Ouch! Tough language. But while the SCOTUS ruling places limits on asset forfeiture the issue of federal drug enforcement money lives on, apparently. Take the case of South Dakota, for example.
Last November South Dakotans voted to legalize marijuana by a 53% to 47% margin. Close, but the voters have spoken, right? Not so fast.
On February 9th a South Dakota judge ruled that the voter approved constitutional amendment legalizing marijuana was, in itself, unconstitutional. Who brought suit against the measure that resulted in the judge’s ruling? The head of South Dakota’s state Highway Patrol, Rick Miller, and Kevin Thom, Sheriff of South Dakota’s second most populous county, Pennington. These two went to court to overturn a voter approved constitutional amendment. Why?

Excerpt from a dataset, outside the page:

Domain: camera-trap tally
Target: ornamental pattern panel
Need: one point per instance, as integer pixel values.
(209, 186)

Or take the case of Illinois.
Predictably, law enforcement in Illinois opposed legalization of weed but, recognizing that the political winds were not in their favor, argued for a bigger cut of the revenues if it was legalized. I’m sensing a pattern here. As the Chicago Tribune reported:
“Law enforcement officials came out Wednesday against legalizing marijuana in Illinois — but if cannabis is allowed, the police want a bigger cut of the proceeds for what they fear will be increased safety risks.” Increased safety risks, or making up for a budget shortfall?
Fortunately, there are dissenting opinions within law enforcement on this issue and those views should be a part of the debate here in Wisconsin. The Law Enforcement Action Partnership is a group of former and current law enforcement professionals who are opposed to the so-called War on Drugs. Take a look at this graphic from their website.
In short, marijuana legalization in Wisconsin is an idea whose time has come, and statements of opposition from various law enforcement leaders and associations around the state should have little or no bearing on the deliberations going forward. Their motives are questionable, their arguments are specious, and it’s entirely possible that they stand in the way of a public good for the sake of their own bottom line.